Ann le hizo señas a su amigo y este se acercó a ayudarla. Entre los dos, comenzaron a poner las sábanas en su lugar.

―Quizá en unos días pueda conseguirte una cama de verdad, ya sabes, de madera ―le comentó ella, sin mirarlo. Estaba lidiando con el inquieto y juguetón Randy que le impedía terminar rápido ―, pero no prometo nada. Tardé semanas en traerle una cama al anciano de enfrente. El pobre sufrió de dolores de espaldas tremendos.
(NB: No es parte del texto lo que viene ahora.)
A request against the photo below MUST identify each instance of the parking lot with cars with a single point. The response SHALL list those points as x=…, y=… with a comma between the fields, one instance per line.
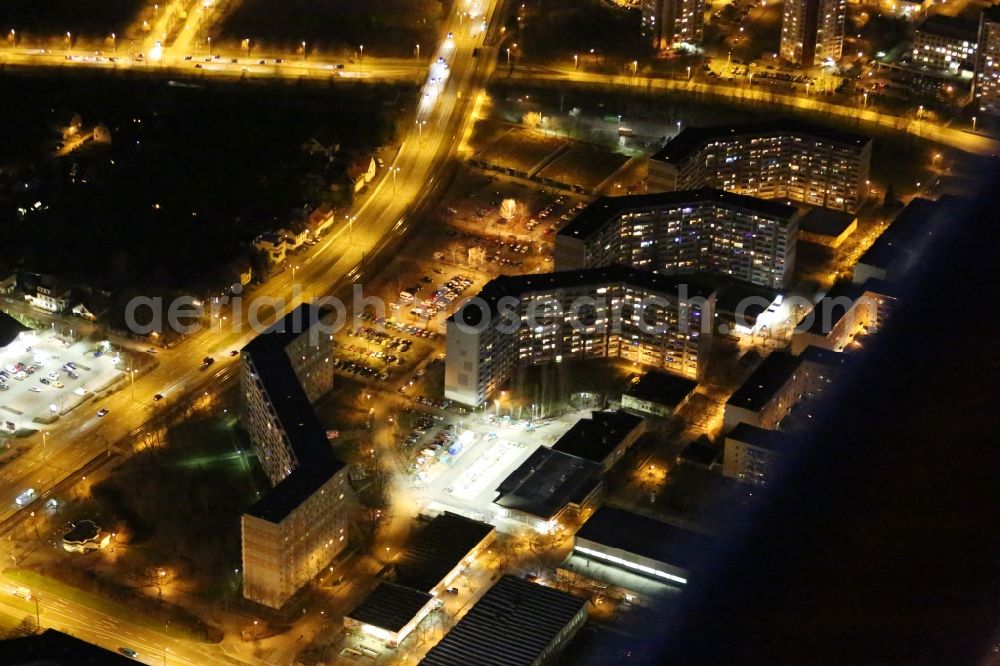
x=42, y=376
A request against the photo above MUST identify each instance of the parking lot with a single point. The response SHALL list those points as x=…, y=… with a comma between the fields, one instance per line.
x=42, y=376
x=458, y=461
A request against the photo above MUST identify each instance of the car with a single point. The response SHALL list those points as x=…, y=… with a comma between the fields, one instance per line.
x=26, y=497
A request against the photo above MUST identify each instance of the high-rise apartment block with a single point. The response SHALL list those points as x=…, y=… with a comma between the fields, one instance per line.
x=780, y=159
x=812, y=31
x=673, y=23
x=690, y=231
x=945, y=44
x=610, y=312
x=987, y=91
x=294, y=531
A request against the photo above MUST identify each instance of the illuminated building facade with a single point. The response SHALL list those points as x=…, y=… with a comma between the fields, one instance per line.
x=812, y=31
x=772, y=160
x=987, y=92
x=672, y=23
x=612, y=312
x=696, y=231
x=945, y=44
x=299, y=525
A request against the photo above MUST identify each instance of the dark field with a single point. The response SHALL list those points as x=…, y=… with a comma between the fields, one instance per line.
x=384, y=27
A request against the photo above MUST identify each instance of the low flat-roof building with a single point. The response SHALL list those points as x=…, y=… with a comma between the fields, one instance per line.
x=432, y=560
x=604, y=438
x=658, y=393
x=824, y=226
x=390, y=612
x=846, y=311
x=778, y=384
x=547, y=486
x=751, y=453
x=516, y=623
x=641, y=544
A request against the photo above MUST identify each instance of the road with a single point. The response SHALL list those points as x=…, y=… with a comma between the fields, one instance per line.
x=426, y=151
x=956, y=138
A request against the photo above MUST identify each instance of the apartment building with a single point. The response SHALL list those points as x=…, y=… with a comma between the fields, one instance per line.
x=780, y=383
x=610, y=312
x=780, y=159
x=301, y=524
x=987, y=90
x=687, y=231
x=812, y=31
x=945, y=44
x=673, y=23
No es fácil conseguir cosas allá afuera cuando se supone que nadie debe saber de ti ―concluyó, volteando a verlo. Bajo el resplandor de aquella luz amarilla, su mirada oscura se tornó en algo parecido a la disculpa. Se sentía mal no darle comodidad a todo aquel que habitara aquella casa, más allá de quién fuera la persona. Ella había peleado con sus amigos para que él se quedara, lo había presionado cuando lo único que Draco quería era salir corriendo de allí, y una vez Ann había conseguido lo que quería, allí estaba, dándole como lecho un colchón de clavos que no tenía más soporte que el suelo sucio y repleto de polvo viejo.

Draco la observó por unos segundos y no sintió ganas de echarle nada en cara. Randy tenía razón, debía ser práctico. Probablemente sufriera de los mismos dolores que el viejo de enfrente, pero estaba protegido. Ya no debería preocuparse por los pasos en la noche, el viento que corría las hojas y dejaba al descubierto a todo aquello que atreviera a esconderse en su naturaleza. Nada de temblar en las heladas noches de invierno, sintiendo temor hasta de su propia sombra. Él sabía que apenas pudiera saldría de esa casa a las corridas, pero por el momento estaba bien, por el momento podría aguantar cualquier clavo disfrazado de colchón mientras el miedo lo dejara en paz de una vez. Por supuesto, nada de eso salió de su boca. Miró unos segundos más a Ann con toda la indiferencia que él sabía podía reunir y metió las manos en los bolsillos. Tampoco le diría a nadie que sus necesidades básicas también estaban agradecidas con su decisión de quedarse.